September 29, 2008
Med Seeks to Sign on to UT Clinic — Proposed Building Would Be Profit Source
By Daniel Connolly
The Regional Medical Center at Memphis plans to ask the University of Tennessee Health Science Center about participating in its plan to build a new clinical office on Union that would attract paying patients.
The Med's interest in the project reflects its desire to earn money and turn around a projected $14.4 million operating loss this fiscal year.
Hospital board chairman Gene Holcomb said Thursday that he wants The Med's new interim CEO, Claude Watts Jr., to approach UT executives about working together.
The Med runs large outpatient clinics, and Holcomb said he doesn't want the organizations to compete against each other, unless it's clear that this is what both sides want.
UT Health Science Center chief of staff Kennard D. Brown said the university works with many hospitals and other health care organizations.
"We will be glad to discuss additional opportunities to extend these partnerships and better serve the greater Memphis community and the region," he said.
The Med is losing money because it offers expensive services such as trauma and burn care and treats many patients who lack health insurance.
In August, only 6 percent of its patients had insurance through commercial providers such as BlueCross BlueShield of Tennessee, which pay at relatively high rates and can help offset the cost of charity care.
UT officials first mentioned the construction plans Tuesday at a meeting with hospital leaders and state legislators.
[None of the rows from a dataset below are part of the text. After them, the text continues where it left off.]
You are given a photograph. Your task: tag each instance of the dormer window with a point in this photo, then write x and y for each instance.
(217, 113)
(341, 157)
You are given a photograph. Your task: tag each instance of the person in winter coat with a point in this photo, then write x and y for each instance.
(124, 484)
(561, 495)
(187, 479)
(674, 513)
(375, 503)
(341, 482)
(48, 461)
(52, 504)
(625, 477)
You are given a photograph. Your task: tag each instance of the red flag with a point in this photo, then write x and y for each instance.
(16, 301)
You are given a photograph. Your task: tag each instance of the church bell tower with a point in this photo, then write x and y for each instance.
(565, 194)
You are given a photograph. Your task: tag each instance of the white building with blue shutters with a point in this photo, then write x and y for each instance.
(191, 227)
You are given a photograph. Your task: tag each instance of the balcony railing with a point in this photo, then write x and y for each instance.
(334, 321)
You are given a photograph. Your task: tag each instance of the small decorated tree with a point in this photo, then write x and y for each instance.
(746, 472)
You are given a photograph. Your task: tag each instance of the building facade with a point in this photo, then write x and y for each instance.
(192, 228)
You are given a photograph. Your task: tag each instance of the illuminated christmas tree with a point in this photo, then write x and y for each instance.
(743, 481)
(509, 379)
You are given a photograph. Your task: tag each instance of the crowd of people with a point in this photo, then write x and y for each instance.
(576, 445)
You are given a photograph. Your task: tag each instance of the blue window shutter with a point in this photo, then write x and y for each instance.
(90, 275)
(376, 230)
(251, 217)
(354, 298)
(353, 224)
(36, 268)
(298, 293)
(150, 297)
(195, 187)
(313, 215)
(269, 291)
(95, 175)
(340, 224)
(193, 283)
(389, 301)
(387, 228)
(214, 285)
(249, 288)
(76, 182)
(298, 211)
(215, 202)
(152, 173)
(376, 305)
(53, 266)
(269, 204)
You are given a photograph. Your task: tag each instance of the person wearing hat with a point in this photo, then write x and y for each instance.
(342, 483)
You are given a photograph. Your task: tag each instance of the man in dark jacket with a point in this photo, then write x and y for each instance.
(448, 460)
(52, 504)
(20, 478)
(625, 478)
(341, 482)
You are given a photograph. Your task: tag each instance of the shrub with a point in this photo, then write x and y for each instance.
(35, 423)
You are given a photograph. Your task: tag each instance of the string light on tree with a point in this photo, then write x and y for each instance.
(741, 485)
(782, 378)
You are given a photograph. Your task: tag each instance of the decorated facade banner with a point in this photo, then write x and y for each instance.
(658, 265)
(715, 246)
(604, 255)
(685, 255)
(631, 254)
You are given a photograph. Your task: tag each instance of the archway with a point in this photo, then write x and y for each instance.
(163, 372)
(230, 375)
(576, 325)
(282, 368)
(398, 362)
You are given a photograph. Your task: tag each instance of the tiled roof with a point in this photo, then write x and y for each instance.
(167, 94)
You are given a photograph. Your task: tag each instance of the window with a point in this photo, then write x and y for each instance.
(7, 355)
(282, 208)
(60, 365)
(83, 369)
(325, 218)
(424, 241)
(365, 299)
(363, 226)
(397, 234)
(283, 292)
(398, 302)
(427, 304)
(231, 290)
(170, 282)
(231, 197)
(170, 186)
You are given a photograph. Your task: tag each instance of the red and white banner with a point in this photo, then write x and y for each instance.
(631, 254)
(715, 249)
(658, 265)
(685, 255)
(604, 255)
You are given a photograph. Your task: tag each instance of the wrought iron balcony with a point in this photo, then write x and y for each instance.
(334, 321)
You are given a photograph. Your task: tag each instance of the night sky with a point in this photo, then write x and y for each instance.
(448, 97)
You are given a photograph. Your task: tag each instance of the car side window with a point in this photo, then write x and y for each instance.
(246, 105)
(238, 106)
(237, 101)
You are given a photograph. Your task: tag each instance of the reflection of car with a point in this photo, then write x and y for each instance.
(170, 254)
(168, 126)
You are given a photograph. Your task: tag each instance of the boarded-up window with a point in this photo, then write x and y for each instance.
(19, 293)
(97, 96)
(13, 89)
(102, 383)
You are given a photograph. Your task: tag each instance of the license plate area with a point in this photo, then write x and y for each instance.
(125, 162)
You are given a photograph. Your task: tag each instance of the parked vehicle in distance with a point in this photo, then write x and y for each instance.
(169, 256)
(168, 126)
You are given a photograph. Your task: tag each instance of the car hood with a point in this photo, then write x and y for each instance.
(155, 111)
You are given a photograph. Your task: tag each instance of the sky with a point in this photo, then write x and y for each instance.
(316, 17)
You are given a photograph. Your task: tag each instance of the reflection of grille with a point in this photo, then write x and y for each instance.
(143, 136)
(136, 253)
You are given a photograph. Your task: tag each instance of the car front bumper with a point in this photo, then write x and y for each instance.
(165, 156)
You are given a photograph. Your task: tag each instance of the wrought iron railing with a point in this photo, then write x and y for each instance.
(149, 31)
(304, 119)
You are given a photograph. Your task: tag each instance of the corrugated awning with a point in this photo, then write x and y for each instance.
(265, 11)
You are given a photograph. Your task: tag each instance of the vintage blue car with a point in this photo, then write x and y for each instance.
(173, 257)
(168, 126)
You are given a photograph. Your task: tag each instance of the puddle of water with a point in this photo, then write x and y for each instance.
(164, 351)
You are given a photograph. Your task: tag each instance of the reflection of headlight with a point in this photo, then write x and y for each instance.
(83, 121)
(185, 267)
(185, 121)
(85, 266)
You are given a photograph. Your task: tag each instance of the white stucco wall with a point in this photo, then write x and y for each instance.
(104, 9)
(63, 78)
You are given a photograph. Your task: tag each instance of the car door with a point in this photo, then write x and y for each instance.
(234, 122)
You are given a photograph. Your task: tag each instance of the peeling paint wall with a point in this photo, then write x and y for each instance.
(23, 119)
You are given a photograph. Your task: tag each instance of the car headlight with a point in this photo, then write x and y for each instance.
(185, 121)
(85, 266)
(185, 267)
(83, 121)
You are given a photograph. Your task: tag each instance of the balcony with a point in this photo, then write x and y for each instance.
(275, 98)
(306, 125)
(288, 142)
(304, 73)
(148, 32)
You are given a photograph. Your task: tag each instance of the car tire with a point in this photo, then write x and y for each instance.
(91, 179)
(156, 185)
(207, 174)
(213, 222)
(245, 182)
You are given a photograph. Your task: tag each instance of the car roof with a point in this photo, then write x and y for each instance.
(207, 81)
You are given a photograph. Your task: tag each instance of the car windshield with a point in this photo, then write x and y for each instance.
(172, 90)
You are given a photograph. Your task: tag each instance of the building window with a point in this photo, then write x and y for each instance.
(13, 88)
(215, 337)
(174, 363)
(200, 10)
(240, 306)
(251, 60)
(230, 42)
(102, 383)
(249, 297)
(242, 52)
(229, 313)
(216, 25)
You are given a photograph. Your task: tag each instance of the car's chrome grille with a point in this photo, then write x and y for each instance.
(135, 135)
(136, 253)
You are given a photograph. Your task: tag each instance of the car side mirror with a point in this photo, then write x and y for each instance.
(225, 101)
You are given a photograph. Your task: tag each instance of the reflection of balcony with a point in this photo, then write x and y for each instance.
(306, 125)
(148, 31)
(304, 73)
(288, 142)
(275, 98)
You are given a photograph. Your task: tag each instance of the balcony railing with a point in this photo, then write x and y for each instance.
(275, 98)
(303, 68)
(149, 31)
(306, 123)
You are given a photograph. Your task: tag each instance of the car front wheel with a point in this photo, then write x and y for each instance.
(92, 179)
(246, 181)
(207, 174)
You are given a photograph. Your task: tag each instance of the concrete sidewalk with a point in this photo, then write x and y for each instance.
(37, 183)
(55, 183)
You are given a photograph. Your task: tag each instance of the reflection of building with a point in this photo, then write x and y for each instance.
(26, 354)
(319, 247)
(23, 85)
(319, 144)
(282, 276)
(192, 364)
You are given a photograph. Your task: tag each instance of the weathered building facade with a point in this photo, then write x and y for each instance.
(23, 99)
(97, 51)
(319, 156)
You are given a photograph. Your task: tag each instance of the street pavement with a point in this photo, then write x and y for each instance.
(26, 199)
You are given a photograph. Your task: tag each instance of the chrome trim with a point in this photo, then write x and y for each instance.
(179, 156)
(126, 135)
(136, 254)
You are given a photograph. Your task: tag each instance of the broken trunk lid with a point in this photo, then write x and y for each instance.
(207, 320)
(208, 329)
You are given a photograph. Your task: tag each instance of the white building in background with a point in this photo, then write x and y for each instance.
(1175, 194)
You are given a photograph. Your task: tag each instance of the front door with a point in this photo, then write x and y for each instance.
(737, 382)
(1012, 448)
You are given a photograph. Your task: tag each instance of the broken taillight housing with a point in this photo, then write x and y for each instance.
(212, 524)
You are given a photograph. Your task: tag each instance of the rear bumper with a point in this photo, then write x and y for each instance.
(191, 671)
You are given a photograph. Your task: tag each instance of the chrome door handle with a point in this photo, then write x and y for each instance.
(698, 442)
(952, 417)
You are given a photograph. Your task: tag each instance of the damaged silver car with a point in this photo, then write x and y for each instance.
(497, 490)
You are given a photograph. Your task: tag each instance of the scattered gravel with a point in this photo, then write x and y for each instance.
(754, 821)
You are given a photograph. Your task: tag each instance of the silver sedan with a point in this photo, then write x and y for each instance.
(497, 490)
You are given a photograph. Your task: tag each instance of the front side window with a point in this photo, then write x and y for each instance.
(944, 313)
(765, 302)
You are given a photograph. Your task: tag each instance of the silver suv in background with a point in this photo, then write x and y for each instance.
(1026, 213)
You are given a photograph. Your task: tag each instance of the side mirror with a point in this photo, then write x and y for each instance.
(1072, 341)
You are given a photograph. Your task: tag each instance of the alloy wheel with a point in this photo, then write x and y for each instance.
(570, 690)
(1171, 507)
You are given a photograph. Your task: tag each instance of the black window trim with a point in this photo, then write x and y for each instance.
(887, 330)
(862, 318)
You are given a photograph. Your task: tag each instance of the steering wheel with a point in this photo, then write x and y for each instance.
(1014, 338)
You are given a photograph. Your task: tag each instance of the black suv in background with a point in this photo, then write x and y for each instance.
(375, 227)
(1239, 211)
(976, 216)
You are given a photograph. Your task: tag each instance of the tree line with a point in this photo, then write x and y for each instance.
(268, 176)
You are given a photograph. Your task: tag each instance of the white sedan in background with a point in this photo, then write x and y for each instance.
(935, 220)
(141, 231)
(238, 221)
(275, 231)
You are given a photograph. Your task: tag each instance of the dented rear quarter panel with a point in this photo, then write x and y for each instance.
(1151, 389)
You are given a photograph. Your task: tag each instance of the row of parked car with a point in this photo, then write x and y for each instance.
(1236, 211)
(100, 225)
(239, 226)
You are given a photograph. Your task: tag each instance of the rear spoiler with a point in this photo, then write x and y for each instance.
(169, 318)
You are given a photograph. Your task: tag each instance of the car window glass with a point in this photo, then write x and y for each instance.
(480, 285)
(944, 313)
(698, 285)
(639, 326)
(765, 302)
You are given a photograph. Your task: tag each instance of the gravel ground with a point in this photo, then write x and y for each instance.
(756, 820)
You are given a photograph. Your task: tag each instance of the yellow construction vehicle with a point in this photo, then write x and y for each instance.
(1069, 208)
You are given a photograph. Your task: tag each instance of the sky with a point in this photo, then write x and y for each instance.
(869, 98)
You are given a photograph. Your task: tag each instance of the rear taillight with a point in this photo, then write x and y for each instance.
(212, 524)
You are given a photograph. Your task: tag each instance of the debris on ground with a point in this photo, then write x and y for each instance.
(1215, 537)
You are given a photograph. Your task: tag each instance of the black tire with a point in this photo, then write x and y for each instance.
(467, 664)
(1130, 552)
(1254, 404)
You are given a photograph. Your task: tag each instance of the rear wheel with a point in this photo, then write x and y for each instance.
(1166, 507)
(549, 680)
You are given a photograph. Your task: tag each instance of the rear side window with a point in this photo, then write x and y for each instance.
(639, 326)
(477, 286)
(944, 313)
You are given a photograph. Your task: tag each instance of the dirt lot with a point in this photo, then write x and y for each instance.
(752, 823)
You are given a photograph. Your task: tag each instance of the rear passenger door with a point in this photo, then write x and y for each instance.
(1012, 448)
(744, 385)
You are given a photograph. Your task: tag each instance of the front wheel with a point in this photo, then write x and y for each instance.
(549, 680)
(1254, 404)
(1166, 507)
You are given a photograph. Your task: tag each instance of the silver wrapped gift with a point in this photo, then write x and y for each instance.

The university plans to tear down an unused building near the intersection of Union and Dunlap and replace it with a new building where patients could visit dentists, doctors, nurse practitioners and pharmacists affiliated with UT. Students would also practice there.
Currently, UT offers such services at buildings scattered throughout its campus. A new building could help draw paying patients, UT Health Science Center chancellor Dr. Pat Wall said earlier this week.
The university would use patient revenues to fund the project, which would cost an estimated $40 million.
The new clinical building would be part of a package of university construction and renovations that would cost roughly $250 million over the next five years, Wall said.
The state budget is tight, and the university plans to raise much of the money itself through donations and grants for scientific research.
Many details of the construction plan are still tentative, university leaders said earlier this week.
At a hospital finance committee meeting Thursday, Holcomb expressed frustration that he hadn't known about UT's plans until he read them in The Commercial Appeal.
University spokeswoman Sheila Champlin wouldn't comment.
UT and The Med are a short distance apart from one another in the medical district and work together extensively. For example, many of the doctors and other staffers who work at The Med have faculty appointments at UT.
Also Thursday, hospital board member Darrell Thomas called for The Med to place more of its cash reserves at , a black-owned organization. He said The Med should support minority-owned businesses.
After some discussion, Holcomb told Thomas to approach the bank and see if owners would offer an interest rate comparable to what it's getting in a money market account at First Tennessee Bank, part of publicly traded First Horizon National Corp. If so, The Med might move roughly $5 million to the bank, he said.
- Daniel Connolly: 529-5296
New construction plans at UT
Build a $50 million laboratory research building. Support from organizations such as the National Institutes of Health would pay for it.
Raise $10 million in private donations to remodel the Dunn Dental Building.
Improve the General Education Building using $3million in state funding already in hand.
Convert the old Nash and Crowe research buildings into office space in a project that would start years from now.